Well, you say, what was he then, if he wasn’t a leader in the ordinary sense? He — and I repeat that — he was a leader in the extraordinary sense of that word. Now what does that mean, the extraordinary sense of that word? Fortunately, Noah defines “extraordinary” for us, too. You will find the definition on page 428 in your dictionaries, in the right-hand column, six words down, directly beneath “extraneous.” Extraordinary, Noah tells us, means, “beyond what is ordinary; out of the regular and established order.” Beyond what is ordinary. Out of the regular and established order. Now what does that mean? I read only the week before last in an Australian newspaper that I get in my home a story about a fellow who made news down there — and why did he make news down there? Why do I know about him thousands and thousands of miles away? Because he was extraordinary in some way or another. He was that rare thing among men. He was himself and no one else. Himself and no one else.

And what does Noah tell us about “himself”? “Himself,” Noah says, “an emphatic form of him.” An emphatic form of him. Here then is what was so extraordinary about the leader around whose baggie we are gathered today. He was emphatically himself and no one else.

You know. Let me repeat that. You know, I have been to funerals of ordinary leaders the world round, and I know you have too, by way of the miracle of television. We all know the wonderful things that are said on these sorrowful occasions. But I think I have only to repeat the fine words that are intoned over the graves of ordinary dead dignitaries for you to see how truly extraordinary was our own dear departed President, in and of himself. In and of himself, which, you remember, Noah tells us is the emphatic form of him. Now I don’t mean to disparage the ordinary leaders of this great globe by this comparison. I read a letter only three weeks ago Thursday that a radical young person wrote to his girl friend disparaging and scoffing and laughing at the leaders of this world. Now he may laugh. They laughed at Jeremiah, you know. They laughed at Lot. They laughed at Amos. They laughed at — the Apostles. In our own time they laughed at the Marx Brothers. They laughed at the Ritz Brothers. They laughed at the Three Stooges. Yet these people became our top entertainers and earned the love and affection of millions. There are always the laughers and the scoffers. You know there used to be a top tune in all the jukeboxes called “I’m Laughing on the Outside, Crying on the Inside.” And I read an article in a news magazine only Sunday before last by one of our top psychologists which says that eightyfive percent-eighty-five percent! — of those who laugh on the outside cry on the inside because of their personal unhappiness.

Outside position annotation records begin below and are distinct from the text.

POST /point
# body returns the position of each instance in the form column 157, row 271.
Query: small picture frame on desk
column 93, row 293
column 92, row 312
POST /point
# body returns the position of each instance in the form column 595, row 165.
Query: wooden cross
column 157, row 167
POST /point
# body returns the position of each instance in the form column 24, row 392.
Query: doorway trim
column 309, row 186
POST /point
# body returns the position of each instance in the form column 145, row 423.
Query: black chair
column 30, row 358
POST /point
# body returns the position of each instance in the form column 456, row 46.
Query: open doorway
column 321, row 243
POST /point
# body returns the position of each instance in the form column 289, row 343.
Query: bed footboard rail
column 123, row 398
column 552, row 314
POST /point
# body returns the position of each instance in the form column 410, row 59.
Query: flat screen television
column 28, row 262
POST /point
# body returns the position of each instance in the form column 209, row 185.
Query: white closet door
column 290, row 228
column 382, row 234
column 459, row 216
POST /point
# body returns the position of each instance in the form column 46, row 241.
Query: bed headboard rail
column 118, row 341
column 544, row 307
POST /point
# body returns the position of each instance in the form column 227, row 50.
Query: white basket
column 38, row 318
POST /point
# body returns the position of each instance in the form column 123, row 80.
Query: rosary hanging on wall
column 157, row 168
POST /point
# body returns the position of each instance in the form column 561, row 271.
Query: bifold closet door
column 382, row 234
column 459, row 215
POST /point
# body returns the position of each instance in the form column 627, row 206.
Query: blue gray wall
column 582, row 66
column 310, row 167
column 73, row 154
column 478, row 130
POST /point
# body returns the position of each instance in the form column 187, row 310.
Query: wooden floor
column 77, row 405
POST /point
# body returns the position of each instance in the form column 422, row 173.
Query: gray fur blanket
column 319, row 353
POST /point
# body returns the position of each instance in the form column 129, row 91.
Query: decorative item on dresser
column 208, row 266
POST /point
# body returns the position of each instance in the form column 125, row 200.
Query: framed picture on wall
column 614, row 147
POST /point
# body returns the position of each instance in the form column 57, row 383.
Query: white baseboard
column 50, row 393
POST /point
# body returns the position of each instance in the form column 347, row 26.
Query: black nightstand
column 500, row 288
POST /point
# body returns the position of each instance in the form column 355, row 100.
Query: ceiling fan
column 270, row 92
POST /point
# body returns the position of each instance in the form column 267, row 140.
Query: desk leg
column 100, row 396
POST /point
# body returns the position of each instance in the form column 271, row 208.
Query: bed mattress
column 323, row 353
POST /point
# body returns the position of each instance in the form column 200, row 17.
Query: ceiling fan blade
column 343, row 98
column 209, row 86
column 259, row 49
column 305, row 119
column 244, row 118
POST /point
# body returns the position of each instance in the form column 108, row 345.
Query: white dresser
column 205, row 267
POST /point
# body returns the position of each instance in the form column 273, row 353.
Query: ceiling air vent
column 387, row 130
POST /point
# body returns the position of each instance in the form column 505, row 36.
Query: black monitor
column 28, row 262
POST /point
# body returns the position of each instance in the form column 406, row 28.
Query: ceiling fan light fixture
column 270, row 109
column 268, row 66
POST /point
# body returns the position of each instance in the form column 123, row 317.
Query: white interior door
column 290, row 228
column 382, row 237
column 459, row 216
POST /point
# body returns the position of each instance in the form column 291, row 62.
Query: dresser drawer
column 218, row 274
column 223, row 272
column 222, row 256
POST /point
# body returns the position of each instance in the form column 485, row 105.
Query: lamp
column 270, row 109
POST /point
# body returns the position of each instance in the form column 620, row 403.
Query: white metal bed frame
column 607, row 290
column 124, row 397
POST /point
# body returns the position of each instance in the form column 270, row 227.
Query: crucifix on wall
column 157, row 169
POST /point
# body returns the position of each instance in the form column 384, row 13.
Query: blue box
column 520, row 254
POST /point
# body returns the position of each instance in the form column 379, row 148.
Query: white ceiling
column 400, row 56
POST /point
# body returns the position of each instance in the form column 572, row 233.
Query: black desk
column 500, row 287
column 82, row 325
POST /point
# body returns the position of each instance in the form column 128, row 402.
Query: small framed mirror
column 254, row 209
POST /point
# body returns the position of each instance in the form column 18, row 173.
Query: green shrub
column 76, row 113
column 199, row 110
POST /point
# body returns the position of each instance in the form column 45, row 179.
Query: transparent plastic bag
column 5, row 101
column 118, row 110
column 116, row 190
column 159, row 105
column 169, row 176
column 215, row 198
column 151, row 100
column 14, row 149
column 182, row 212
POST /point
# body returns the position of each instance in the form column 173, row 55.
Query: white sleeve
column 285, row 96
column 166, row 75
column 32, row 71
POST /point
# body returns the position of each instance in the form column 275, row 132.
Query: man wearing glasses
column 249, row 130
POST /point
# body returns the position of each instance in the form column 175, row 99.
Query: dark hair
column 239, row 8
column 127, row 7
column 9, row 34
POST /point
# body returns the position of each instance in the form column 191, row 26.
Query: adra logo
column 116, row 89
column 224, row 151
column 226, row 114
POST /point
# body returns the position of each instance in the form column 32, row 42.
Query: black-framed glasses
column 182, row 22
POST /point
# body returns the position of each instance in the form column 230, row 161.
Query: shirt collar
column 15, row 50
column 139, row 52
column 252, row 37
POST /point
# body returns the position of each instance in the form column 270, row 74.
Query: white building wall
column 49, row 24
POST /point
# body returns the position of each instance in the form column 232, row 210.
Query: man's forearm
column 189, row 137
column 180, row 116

I am not then trying to disparage the ordinary leaders of the world by this comparison. I want only to illustrate to you the extraordinary leadership of the man who walked among us for a brief while in a business suit, and now is gone. Only yesterday morning at ten A.M., I overheard a lady in an elevator of one of our top hotels, say to a young person, “There has never been another like him in history, there will never be another like him again.” Now. Let me repeat that. Now, when an ordinary leader dies — and I mean by “ordinary” just what Noah does, on page 853, the last word down in column one: “of the usual kind” or “such as is commonly met with”—when an ordinary leader dies, there always seem to be words and phrases aplenty with which to bury him. However, how ever, when an extraordinary leader dies, a man who was himself and no one else — what then do we say? Let’s try a scientific experiment. Now science doesn’t hold all the answers and many of my scientific friends tell me that all the time.